I needed a way to distract him. I suggested getting gas in a neighboring town (cheaper), catching up on correspondence (thank you Friends!) searching the camp website for photos of our other daughter, anything but please don’t come with us.
Twenty minutes later the three of us pulled up to bed and bath and the frenzy had started. There were plenty of fathers there so it was not “weird or “creepy” (per my daughter).
Once we checked in (this is serious you have to rsvp!) got our college list we really got moving. I was scanning like it was nobody’s business, for the first 5 minutes. Then began the interrogation. “Why does she need that clock ?” “Can we get it cheaper at Best Buy?” Why are you getting the biggest size? “Why does she need a laundry basket that big”? On and on and on. Finally I whispered to my daughter “Don’t worry I have 3 coupons we will come back, dad will never know. Of course you can get the light bulb for the toilet bowl, and the set of stackable shelves that fold into a yoga mat, go right ahead I said to Lindsay.
As I’m saying this, I’m noticing very large things are appearing in the cart. Stacks of washcloths, jumbo sizes of random things, like the biggest fan, the largest makeup mirror that charges your phone at the same time. All are turning up in the cart with no room to spare. As I turn to ask where this is coming from I see my husband struggling to pick up and grasp the largest laundry hamper contraption filled to the top with merchandise, that I have ever seen. “What are you doing, I ask? I was now mortified (there were ALOT of people there I knew!) He says: “all you guys are.. are just bottom shelf shoppers, the bigger it is the better for you” “Doesn’t matter what it is… if it’s the biggest you need it and want to buy it so I figured why not add this, it’s the biggest in the store”.

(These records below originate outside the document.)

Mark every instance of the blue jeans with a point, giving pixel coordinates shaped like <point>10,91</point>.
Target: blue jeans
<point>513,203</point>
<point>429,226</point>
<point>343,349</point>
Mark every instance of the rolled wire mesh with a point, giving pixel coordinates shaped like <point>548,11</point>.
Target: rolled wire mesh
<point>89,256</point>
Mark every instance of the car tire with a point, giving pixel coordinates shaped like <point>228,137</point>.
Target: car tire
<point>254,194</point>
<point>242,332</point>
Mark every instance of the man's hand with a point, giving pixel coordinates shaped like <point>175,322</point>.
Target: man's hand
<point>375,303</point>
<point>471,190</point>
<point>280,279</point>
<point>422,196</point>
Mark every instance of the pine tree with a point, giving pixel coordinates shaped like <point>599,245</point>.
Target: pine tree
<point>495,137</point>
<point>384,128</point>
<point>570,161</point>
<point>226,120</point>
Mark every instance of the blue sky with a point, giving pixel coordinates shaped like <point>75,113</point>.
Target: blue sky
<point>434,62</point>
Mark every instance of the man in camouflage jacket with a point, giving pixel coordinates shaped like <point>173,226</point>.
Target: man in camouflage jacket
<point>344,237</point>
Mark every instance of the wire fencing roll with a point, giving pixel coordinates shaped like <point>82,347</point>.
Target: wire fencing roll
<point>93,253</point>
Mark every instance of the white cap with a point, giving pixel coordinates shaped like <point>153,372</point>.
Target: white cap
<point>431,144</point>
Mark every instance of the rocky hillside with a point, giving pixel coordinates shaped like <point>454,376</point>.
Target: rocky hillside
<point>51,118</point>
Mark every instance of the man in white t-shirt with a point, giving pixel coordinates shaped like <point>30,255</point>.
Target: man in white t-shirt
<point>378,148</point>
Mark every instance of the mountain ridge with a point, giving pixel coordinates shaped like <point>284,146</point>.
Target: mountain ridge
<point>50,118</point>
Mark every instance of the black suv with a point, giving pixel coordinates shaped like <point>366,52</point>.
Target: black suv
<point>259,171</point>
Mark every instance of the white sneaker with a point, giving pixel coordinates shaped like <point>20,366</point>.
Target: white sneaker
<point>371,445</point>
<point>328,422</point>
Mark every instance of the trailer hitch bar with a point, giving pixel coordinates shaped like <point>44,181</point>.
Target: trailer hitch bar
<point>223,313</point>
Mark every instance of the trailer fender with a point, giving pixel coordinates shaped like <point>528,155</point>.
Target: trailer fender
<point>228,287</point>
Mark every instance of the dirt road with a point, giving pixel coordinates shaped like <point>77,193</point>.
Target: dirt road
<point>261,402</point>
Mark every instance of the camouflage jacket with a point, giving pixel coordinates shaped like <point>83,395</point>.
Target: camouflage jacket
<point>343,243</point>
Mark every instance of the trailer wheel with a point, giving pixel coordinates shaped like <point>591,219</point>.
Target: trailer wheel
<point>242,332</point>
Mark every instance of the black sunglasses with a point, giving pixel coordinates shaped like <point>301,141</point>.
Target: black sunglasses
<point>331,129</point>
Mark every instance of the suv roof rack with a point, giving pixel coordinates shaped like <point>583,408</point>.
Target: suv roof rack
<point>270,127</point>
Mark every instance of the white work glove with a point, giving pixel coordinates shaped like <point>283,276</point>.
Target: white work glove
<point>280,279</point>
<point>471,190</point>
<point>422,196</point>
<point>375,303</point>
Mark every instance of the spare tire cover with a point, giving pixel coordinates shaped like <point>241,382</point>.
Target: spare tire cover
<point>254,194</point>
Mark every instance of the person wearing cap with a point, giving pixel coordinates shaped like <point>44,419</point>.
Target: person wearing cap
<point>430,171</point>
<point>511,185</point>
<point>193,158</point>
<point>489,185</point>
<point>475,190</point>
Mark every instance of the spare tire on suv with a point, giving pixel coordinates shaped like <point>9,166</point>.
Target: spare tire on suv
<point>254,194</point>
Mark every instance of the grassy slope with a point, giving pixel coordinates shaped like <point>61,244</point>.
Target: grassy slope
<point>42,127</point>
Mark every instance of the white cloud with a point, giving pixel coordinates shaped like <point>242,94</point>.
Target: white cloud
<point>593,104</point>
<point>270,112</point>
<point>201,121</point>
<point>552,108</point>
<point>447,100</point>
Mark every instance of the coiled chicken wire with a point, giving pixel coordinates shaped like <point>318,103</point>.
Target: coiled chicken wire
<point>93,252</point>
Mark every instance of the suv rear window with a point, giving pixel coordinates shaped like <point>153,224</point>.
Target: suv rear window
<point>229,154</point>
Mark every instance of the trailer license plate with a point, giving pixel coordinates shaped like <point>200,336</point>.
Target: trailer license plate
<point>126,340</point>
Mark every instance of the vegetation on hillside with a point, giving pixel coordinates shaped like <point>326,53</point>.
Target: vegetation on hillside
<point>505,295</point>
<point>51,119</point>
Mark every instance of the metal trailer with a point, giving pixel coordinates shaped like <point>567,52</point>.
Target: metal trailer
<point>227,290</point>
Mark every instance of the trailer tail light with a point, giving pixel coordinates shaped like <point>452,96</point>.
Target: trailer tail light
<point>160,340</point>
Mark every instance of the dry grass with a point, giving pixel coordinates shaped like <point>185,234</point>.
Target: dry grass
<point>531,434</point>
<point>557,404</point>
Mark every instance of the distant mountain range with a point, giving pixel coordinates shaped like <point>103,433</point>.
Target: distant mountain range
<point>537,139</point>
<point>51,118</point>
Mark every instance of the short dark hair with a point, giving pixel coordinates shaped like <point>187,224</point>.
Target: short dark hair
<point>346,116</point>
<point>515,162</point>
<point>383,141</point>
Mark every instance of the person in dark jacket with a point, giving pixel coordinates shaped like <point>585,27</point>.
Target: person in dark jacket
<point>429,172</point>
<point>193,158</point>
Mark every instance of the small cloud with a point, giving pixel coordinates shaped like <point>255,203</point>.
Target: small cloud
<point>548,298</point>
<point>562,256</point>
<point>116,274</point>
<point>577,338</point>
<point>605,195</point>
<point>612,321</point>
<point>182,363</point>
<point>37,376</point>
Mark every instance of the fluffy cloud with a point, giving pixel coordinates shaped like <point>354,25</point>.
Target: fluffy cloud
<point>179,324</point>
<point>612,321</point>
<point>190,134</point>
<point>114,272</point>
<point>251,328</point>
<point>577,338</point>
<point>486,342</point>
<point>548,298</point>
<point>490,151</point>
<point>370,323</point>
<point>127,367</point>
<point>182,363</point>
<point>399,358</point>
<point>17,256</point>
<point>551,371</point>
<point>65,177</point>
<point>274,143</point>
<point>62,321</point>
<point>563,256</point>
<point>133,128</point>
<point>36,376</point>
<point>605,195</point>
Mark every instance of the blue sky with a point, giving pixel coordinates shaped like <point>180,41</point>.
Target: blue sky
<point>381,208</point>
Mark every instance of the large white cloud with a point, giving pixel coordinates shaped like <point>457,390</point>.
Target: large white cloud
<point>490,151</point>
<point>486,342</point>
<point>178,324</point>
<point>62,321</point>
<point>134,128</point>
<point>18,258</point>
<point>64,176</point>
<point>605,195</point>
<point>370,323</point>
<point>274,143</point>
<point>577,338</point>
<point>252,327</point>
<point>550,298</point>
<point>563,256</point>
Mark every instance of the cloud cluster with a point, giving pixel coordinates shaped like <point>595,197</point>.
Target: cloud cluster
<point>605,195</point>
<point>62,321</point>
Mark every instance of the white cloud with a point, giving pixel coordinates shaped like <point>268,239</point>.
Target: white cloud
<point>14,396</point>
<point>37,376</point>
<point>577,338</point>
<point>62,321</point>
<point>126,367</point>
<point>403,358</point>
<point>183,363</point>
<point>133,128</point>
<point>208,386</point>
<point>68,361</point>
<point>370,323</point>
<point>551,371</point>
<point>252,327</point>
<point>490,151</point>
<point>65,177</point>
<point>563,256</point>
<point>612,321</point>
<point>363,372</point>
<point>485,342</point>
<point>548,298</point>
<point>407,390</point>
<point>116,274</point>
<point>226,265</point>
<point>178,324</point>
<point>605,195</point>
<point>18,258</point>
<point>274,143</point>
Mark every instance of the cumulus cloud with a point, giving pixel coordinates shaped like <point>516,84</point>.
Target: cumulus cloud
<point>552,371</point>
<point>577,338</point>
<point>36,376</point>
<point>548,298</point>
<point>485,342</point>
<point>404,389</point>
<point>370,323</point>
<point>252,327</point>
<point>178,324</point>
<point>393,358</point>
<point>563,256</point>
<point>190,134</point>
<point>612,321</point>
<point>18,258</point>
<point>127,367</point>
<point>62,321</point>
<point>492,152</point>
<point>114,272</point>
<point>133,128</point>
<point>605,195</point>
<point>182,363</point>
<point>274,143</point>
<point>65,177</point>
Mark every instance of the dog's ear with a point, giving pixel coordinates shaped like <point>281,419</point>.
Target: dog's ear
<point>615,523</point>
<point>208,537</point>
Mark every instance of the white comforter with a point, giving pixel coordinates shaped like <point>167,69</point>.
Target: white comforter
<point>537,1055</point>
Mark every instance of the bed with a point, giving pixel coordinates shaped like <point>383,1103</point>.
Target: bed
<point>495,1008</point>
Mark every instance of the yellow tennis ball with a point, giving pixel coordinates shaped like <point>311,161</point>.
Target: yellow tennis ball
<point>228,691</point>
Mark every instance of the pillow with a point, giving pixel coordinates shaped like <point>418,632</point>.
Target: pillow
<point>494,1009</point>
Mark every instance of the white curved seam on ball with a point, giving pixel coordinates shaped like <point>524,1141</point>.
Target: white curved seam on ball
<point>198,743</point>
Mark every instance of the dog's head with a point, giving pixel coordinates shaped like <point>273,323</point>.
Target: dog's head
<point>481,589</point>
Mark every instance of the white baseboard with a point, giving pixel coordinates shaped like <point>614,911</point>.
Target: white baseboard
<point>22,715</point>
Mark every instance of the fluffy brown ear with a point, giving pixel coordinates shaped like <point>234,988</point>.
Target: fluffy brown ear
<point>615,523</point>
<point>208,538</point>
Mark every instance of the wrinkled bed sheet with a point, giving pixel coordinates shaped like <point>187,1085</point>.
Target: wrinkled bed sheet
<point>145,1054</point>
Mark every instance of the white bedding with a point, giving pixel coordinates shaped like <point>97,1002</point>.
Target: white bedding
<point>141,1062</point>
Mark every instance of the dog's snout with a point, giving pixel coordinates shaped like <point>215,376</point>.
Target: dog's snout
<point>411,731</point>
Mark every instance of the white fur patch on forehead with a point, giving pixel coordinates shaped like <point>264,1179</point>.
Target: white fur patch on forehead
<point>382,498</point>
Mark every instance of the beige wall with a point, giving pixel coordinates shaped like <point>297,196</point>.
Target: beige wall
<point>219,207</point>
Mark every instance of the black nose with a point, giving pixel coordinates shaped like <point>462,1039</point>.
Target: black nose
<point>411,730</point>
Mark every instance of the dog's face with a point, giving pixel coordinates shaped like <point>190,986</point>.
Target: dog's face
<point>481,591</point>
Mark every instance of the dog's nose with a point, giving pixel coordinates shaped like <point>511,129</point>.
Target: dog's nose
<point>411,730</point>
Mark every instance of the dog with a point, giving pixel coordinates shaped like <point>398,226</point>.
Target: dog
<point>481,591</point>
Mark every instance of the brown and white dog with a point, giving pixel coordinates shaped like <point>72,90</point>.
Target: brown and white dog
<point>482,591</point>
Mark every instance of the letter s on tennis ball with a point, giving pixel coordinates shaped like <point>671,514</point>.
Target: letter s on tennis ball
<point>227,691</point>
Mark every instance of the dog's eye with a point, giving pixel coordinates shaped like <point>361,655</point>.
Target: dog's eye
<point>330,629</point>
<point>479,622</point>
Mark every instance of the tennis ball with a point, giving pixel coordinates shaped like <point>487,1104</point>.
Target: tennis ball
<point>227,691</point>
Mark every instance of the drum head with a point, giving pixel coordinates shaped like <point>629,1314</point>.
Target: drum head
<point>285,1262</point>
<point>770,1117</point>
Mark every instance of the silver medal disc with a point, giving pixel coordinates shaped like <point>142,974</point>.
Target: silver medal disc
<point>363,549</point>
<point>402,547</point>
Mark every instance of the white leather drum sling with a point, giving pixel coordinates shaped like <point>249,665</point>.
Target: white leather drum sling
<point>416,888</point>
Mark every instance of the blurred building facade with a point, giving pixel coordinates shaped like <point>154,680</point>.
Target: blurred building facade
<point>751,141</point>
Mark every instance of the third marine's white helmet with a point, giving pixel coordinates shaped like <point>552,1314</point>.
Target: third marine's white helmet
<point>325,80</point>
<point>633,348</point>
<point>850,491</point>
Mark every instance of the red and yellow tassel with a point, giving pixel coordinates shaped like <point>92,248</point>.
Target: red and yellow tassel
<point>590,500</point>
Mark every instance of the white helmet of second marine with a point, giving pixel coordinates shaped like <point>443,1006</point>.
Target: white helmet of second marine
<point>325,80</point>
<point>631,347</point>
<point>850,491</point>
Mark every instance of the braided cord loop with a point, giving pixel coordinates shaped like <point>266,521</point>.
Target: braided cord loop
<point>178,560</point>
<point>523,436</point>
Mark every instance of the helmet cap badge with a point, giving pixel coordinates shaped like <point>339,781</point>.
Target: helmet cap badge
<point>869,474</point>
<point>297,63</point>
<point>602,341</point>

I looked at my daughter and we both started to laugh because even though I hated to admit it, he was right! I always look to the bottom shelf and I have absolutely no idea why. I do tend to just order the biggest and largest regardless if I need it. My iced coffees from Dunkin? always a large. My iced tea? of course a large. When ordering take-out chinese food, no pint for me its always the quart size. My mind went back to my make-up organizer I bought a few weeks ago. It was so big it couldn’t fit on my bathroom vanity, I had to put it on the floor. Adam and myself were tripping over this thing almost every time we walked into the bathroom, and I still thought it was ok! It was a Kim Kardashian make up organizer!! Same one as Yeezy has in his bathroom. Except his bathroom is probably the size of my entire upstairs. And he may or may not be worth millions of dollars. Sadly it was sent back to where it came from.
As I looked at my cart now filled with jumbo items like a giant shower head and dozens of washcloths I laughed. I laugh so hard I may have pee’d , because the stress of sending my daughter off to college was clearly getting to me. The pressure of making sure she had “all the right things” affected any common sense I had left. Her giant step stool was not helping her overcome what anxiety she is feeling or sense of homesickness. (plus where is she putting that?)
As I put back the laundry hamper I decided that I would try to start to de-clutter and downsize. It’s time for fresh starts for all of us. However, if you see me on line at Dunkin Donuts ordering a jumbo iced tea, no judgement please remember it is the small (or large) things in life that get us through the day.